Why Australia must embrace the digital age - dan_siepen
http://coderfactory.co/posts/why-australia-must-embrace-digital-age#.VMnwOqy28C4.hackernews
======
Sir_Substance
We're hearing the same narrative in this piece that we do in the US. I
graduated last year (in Australia) with a degree in software engineering with
first class honors and a year of employment already under my belt thanks to a
nifty government opportunity that I mixed into my honors. I thought I was a
scoop.

It has taken me 12 months to find a job, and that job is not in Australia.

Of the 7 friends I went through uni with (including myself) that completed,
three found local jobs in their field, three founds jobs overseas and one took
a PhD to duck and cover from the economy.

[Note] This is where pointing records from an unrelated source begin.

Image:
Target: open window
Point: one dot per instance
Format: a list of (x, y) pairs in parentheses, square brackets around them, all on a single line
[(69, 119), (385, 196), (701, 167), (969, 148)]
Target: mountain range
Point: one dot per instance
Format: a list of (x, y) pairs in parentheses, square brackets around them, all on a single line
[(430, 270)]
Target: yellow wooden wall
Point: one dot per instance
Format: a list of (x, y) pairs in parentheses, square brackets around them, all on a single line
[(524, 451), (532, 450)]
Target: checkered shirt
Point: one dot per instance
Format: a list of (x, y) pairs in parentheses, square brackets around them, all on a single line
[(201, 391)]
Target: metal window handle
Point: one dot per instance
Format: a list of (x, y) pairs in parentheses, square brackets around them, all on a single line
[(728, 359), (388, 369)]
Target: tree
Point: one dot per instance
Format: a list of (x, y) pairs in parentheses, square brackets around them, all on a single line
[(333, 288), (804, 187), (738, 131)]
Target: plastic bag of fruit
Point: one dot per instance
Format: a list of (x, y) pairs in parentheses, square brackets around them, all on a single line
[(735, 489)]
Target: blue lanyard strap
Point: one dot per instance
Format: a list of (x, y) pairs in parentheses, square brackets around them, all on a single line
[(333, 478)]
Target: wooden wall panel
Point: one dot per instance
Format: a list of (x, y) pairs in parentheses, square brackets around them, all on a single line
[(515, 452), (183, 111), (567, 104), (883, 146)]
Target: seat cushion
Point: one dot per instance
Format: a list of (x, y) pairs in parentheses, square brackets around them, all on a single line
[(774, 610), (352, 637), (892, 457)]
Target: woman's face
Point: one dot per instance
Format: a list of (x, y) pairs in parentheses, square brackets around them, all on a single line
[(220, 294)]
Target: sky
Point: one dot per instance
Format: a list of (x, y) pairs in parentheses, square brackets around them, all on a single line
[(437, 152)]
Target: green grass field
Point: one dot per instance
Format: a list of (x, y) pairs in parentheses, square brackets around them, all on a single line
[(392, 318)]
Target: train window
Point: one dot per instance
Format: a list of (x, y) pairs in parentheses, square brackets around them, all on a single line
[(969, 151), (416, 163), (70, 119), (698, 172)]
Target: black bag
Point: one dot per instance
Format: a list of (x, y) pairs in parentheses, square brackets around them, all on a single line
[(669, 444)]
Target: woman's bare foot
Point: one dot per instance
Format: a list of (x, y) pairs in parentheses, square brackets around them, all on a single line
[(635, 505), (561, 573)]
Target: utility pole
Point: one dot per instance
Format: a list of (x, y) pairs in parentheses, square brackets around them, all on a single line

When it's as difficult to find jobs in the country as it is to get them
overseas, you can hardly froth over how it's a problem that Australian IT
demand isn't being met because students aren't interested.

Not our fault arseholes, maybe if you hired someone occasionally, people would
consider it more of a career option.

The reality is that the Australian IT industry is dead, dead, dead. There is
no startup culture anywhere, almost every games company abandoned ship during
the GFC, and big companies like Microsoft ship Australian graduates to the US
rather then employing them here. The jobs that stay in Australia are two-
faced. One of the guys I mentioned got a local job with HP, and a few months
later he was handing out fliers at the job faire for the next years graduates.

HP sure must value his technical expertise, and they aren't the only ones.
Cisco was advertising for engineers (electrical, software, computer) for their
graduate program. Upon further inspection, the first 6 months of their
graduate program involved coursework in sales.

COME ON. I did not do 4 years of university to hawk routers.

Why is this shit happening? I don't know for sure, but it's clear something
about the Australian environment is very hostile to IT business.